Affaire Lambert : un arrêt de mort miséricordieux ?
Justice au singulier - philippe.bilger, 22/06/2014
Le 24 juin, les 17 juges de l'assemblée du contentieux du Conseil d'Etat rendront leur décision sur le maintien en vie ou la mort de Vincent Lambert.
Le rapporteur public Rémi Keller, pour cette affaire hors du commun selon ses propres termes, a préconisé dans ses conclusions un arrêt des traitements et donc la mort de Vincent Lambert, contre le jugement du tribunal administratif de Châlons-en-Champagne qui avait ordonné, au contraire, leur maintien.
J'entends bien que le rapporteur public a souligné que "le traitement dont il bénéficie n'a pas d'autre effet que de le maintenir artificiellement en vie, emmuré dans sa nuit de solitude et d'inconscience" (Le Monde, Le Parisien, Le Figaro).

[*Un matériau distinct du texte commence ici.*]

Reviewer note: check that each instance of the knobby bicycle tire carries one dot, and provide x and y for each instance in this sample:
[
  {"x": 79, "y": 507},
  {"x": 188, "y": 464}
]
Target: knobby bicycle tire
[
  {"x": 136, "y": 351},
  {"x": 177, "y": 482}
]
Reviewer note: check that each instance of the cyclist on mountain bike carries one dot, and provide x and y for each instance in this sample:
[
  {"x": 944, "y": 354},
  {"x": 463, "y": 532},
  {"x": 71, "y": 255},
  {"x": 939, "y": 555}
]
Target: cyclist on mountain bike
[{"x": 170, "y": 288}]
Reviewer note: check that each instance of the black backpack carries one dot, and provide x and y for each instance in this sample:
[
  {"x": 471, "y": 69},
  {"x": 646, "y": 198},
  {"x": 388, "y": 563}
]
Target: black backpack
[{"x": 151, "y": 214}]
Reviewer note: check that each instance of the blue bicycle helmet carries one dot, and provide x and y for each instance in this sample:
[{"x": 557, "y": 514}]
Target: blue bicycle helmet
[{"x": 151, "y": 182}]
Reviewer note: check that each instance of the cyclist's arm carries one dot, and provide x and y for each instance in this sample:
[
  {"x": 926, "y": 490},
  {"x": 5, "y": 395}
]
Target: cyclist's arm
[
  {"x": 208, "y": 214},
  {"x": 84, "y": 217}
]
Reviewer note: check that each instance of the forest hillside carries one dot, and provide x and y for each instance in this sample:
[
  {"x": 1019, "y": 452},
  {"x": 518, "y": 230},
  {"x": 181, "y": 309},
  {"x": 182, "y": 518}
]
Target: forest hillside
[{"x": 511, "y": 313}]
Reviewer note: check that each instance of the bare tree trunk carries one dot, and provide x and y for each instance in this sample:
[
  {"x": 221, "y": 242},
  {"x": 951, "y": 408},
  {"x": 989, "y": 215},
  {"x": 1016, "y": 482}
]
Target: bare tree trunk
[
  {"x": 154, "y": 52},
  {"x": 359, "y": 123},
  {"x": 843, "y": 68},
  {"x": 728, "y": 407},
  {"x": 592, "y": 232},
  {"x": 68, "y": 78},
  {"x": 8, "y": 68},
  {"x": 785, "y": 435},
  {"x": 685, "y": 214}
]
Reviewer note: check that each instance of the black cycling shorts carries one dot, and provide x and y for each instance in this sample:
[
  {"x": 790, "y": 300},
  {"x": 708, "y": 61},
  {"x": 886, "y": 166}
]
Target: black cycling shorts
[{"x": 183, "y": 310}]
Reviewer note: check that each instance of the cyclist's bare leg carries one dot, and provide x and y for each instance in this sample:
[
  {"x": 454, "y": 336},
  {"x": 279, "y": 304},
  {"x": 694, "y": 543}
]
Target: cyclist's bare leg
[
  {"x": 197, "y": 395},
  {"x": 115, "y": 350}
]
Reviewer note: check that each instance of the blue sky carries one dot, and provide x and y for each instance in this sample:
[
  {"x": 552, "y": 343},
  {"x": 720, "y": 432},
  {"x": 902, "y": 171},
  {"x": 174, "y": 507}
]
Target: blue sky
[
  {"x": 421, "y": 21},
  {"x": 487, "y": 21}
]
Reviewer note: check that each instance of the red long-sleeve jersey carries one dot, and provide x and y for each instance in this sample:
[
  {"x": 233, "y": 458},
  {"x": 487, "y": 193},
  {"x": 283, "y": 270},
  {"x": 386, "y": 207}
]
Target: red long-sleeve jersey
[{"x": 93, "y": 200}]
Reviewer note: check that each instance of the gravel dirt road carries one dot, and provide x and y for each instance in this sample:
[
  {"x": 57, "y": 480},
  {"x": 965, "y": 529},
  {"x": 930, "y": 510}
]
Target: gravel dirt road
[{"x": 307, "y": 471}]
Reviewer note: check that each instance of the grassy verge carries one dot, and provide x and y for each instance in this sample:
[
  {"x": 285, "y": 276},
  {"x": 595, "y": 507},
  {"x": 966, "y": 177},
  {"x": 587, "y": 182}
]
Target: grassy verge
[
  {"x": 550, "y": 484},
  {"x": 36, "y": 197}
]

Pour ce tétraplégique de 39 ans en état végétatif chronique, il conviendrait donc de mettre fin à ce qui, selon le sens commun et la majorité des avis médicaux, ne serait plus une vie digne de ce nom.
On comprend bien pourquoi, au-delà de l'analyse technique et juridique, Rémi Keller s'est attaché à décharger les juges de toute mauvaise conscience dans le cas où ils valideraient et suivraient son point de vue et à exprimer aux parents de Vincent Lambert sa compréhension et sa compassion dans la mesure même où il s'est opposé à leur désir de voir sauvegardée, même dans ces conditions, l'existence de leur fils.
Cette gêne, ce malaise perceptible du rapporteur public ne sont-ils pas ceux du citoyen ayant appris que d'une certaine manière certes honorable et légitime et à des fins admissibles, cet éminent représentant de la justice administrative avait tout de même "requis" la peine de mort de Vincent Lambert ?
Les subtilités, pour tenter de dissimuler la nudité brutale de cette conclusion sous une apparence faisant de l'arrêt des traitements une mesure de salubrité humanitaire et médicale, comme s'il s'agissait d'un simple débranchement technique, ne sont pas très convaincantes et révèlent que, quoi qu'on en ait, il est dérangeant devant un souffle de vie prolongé, même réduit à sa plus simple expression, de souhaiter sa fin. On met son intelligence et son savoir au service de l'adieu quand tout, au contraire, les prédispose à la lumière.
Sans tomber dans le grandiloquent, au-delà de la problématique qui passionne et excite les spécialistes de la fin de vie, j'éprouve comme un effroi devant ce qu'avec la meilleure volonté du monde, le droit et la pitié mêlés pourraient avoir comme conséquences négatives. Si, par exemple la porte de cette affaire Lambert ouverte, on ne savait plus la refermer et si on abusait d'une forme de compassion qui trouverait toujours de quoi se justifier sur le plan médical, et trop prompte à l'irréversible ?
Surtout j'avoue que, face à un aussi tragique dilemme que celui mettant aux prises les parents de Vincent avec son épouse, son neveu et une partie de ses frères et soeurs, il me semble que précisément la solution serait de trancher non pas en faveur de l'abolition mais, aussi terriblement limitée qu'elle soit, pour la vie. Sur les plateaux de la balance, ne serait-il pas prudent, dès lors qu'une contestation profonde oppose la famille et les proches de l'être dont le sort est en suspens, de privilégier l'attentisme sur l'un au détriment de l'irrémédiable sur l'autre au nom de ce double constat : la dispute est le signe éclatant de l'interrogation et de la difficulté d'y répondre et, s'il le faut, comment opter pour la cause qui, au moins superficiellement, est la moins conforme à nos principes, la plus transgressive ?
Impossible de réagir autrement que sur la pointe de l'esprit et du coeur en n'étant sûr de rien et en n'enviant pas les juges qui dans très peu de temps devront donner raison à ceux qui veulent maintenir coûte que coûte Vincent Lambert parmi nous - végétatif peut-être mais présent, insensible mais source chaude, encore, d'émotion et de tendresse - ou à ceux qui ne supportent plus de le voir, de le savoir ainsi.
Sans mauvaise foi d'un côté ou de l'autre, les uns pensent à eux d'abord, les autres à lui essentiellement.
Le 24 juin, s'il y a un arrêt de mort miséricordieux, la joie ne sera nulle part.